Keean Schupke wrote:
Isn't H98 a bit old now... Surely some of the common extensions are well known and useful enough to be standardised... I read somewhere the Haskell standards commitee has been dispanded - and that the consensus of implementers would replace it. Surely all that has to happen is the ghc, hugs, nhc, (and others) get together and recognise some extensions (say multi-parameter types, fundeps) as compliant to Haskell-2005 and we have an updated standard?

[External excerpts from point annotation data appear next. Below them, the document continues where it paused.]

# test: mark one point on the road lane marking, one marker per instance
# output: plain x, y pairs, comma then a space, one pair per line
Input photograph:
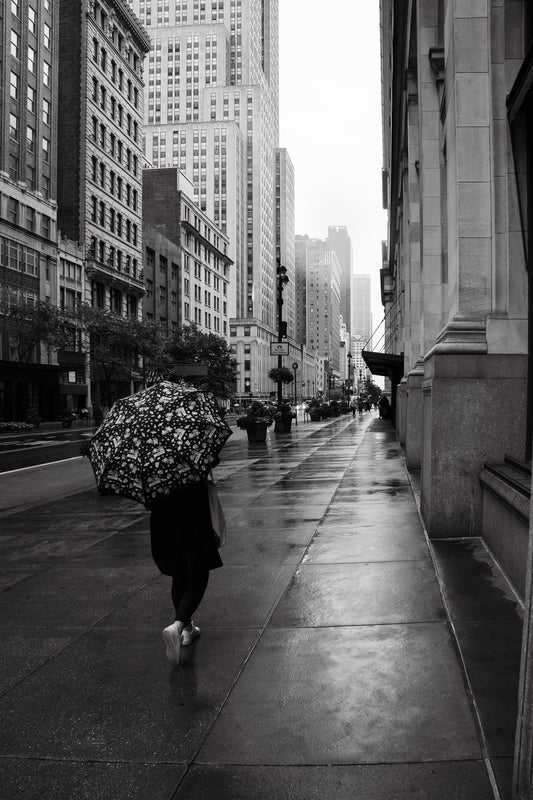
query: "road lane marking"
47, 464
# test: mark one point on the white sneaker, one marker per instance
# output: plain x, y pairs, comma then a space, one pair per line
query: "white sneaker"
172, 638
190, 633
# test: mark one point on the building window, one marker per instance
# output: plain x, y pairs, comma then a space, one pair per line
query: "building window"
32, 60
30, 218
15, 45
30, 103
30, 139
45, 226
14, 86
13, 126
12, 210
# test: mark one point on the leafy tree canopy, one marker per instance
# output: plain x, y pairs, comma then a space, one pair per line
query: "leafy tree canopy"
189, 345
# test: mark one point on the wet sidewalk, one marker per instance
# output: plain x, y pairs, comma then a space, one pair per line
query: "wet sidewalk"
341, 656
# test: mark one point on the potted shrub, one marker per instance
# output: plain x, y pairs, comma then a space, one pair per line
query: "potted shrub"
255, 422
283, 418
281, 375
325, 410
315, 413
66, 418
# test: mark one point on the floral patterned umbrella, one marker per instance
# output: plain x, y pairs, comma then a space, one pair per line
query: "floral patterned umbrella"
156, 440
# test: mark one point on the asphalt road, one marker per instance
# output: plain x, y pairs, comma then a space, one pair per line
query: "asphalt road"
42, 447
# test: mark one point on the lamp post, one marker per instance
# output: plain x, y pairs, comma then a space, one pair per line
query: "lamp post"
282, 280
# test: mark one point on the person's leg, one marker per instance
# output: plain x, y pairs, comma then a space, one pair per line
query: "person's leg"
190, 599
172, 634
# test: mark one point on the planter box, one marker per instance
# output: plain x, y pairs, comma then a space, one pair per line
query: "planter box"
283, 425
257, 432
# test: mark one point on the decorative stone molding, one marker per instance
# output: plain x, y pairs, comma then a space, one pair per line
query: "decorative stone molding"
438, 67
460, 337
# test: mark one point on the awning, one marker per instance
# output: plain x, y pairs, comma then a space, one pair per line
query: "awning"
388, 364
72, 388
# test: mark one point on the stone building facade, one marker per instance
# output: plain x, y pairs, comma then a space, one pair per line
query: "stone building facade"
187, 266
100, 155
456, 277
28, 209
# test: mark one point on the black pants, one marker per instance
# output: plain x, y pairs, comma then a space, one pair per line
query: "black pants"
188, 588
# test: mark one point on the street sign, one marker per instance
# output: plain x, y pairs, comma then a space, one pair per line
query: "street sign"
279, 348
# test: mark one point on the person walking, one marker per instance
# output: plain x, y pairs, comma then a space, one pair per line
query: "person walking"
185, 547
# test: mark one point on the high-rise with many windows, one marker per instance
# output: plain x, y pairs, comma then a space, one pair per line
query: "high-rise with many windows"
100, 147
28, 211
361, 313
211, 109
339, 241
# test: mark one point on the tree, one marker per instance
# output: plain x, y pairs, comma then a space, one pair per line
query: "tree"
189, 345
28, 326
281, 375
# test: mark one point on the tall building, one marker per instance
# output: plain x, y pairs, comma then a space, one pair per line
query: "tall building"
28, 180
361, 305
457, 287
100, 148
211, 109
341, 244
285, 243
301, 257
187, 267
323, 312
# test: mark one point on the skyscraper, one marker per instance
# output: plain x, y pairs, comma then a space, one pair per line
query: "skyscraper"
339, 241
28, 182
323, 302
100, 147
211, 109
362, 317
285, 244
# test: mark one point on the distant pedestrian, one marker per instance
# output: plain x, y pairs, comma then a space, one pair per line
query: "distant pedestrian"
184, 546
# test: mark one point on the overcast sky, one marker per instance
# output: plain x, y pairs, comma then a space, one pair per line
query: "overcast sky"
330, 123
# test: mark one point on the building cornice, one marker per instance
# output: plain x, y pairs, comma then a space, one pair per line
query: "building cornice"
195, 232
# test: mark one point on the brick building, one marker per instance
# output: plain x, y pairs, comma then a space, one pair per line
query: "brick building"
187, 266
100, 148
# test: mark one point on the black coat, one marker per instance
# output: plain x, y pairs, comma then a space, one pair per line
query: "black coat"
180, 530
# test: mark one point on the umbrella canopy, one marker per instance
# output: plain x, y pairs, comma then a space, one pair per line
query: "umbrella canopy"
156, 440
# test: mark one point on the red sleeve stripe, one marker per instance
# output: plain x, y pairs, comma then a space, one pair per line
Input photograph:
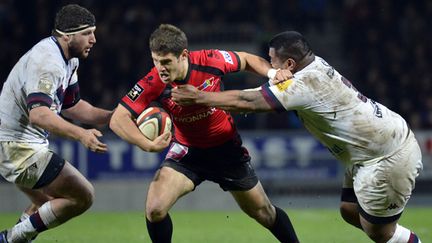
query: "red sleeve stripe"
207, 69
238, 61
125, 105
72, 96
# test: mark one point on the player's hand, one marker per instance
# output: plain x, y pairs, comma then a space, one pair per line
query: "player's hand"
90, 140
185, 94
281, 75
161, 142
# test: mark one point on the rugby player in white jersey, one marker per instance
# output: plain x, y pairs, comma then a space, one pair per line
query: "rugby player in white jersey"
381, 154
41, 85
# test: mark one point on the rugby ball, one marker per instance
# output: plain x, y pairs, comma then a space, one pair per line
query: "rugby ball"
153, 122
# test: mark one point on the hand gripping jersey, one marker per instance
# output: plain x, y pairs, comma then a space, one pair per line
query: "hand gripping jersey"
42, 77
196, 126
356, 129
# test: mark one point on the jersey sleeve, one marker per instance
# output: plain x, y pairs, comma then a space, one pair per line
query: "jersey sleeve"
226, 61
41, 84
145, 91
291, 94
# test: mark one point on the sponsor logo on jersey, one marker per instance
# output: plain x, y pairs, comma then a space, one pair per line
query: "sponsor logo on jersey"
392, 206
135, 92
45, 85
284, 85
207, 83
227, 57
196, 117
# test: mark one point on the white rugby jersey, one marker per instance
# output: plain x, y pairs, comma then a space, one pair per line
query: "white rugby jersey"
42, 77
353, 127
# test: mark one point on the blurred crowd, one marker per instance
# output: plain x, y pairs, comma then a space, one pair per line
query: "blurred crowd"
384, 45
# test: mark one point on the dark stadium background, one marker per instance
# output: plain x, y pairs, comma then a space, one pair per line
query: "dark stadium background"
383, 47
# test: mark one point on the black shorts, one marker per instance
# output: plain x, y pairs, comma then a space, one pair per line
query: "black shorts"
55, 165
227, 164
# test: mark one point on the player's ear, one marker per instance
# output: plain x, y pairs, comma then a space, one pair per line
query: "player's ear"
184, 55
290, 64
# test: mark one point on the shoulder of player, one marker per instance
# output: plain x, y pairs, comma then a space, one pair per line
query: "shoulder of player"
210, 56
152, 79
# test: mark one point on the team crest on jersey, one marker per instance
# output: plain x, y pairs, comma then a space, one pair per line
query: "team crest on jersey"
227, 57
207, 83
135, 92
45, 85
284, 85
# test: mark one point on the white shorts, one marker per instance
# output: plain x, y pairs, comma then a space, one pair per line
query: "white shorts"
23, 163
383, 189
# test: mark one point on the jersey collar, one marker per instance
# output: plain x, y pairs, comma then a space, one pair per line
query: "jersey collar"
61, 50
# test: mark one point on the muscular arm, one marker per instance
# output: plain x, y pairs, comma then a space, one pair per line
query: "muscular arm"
122, 123
253, 63
261, 66
87, 114
44, 118
231, 100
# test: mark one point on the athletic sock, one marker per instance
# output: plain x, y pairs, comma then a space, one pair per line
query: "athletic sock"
403, 235
27, 229
160, 232
282, 228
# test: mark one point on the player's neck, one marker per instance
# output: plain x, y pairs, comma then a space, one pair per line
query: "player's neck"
64, 47
185, 69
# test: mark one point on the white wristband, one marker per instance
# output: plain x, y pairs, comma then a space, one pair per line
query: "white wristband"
271, 73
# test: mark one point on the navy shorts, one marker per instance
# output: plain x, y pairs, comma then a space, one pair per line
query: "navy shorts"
227, 165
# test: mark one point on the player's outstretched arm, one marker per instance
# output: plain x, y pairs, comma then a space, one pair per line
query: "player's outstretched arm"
260, 66
86, 113
44, 118
231, 100
123, 124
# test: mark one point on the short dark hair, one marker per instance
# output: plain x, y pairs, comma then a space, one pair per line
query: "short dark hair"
72, 17
168, 38
290, 44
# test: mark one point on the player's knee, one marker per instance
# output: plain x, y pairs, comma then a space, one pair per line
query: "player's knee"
378, 236
155, 212
349, 212
84, 199
265, 215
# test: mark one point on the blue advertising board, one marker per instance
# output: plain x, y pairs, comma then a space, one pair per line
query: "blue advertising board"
287, 156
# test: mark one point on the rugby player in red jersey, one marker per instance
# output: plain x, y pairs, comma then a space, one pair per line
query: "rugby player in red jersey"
205, 145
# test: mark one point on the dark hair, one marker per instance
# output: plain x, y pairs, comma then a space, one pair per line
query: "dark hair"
168, 39
290, 44
73, 17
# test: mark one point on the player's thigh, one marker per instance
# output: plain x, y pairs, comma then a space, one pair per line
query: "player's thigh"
70, 184
167, 186
383, 189
253, 200
36, 196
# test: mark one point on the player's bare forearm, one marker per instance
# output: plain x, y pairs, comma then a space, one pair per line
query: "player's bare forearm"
124, 126
232, 100
235, 100
253, 63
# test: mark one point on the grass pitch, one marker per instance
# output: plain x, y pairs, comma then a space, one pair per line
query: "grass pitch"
312, 226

From the discussions in recent years it is far from clear to me what would be an accepted extension. The current type system extensions interfere with each other and it looks like some can be emulated by others. Furthermore, nhc98 implements almost none of these extensions, but I guess Malcolm would happily accept any volunteers. :-) Furthermore, there's still hbc, tools which operate on Haskell sources, etc. etc. Keeping the non-H98 part of the standard libraries low is still a worthy goal, even in 2005... Note that I'm not against any extensions, I'd be more than happy if a new revision of H98 would emerge, but I seriously doubt that simply declaring what 2 implementations provide as a standard is the right way to proceed. Perhaps we should make a few more carefully selected addenda to the H98 report. And while I'm at this topic: Shouldn't hierarchical modules be promoted to an official, finalised addendum? There hasn't been much dispute about this topic in the last few years... :-) Cheers, S.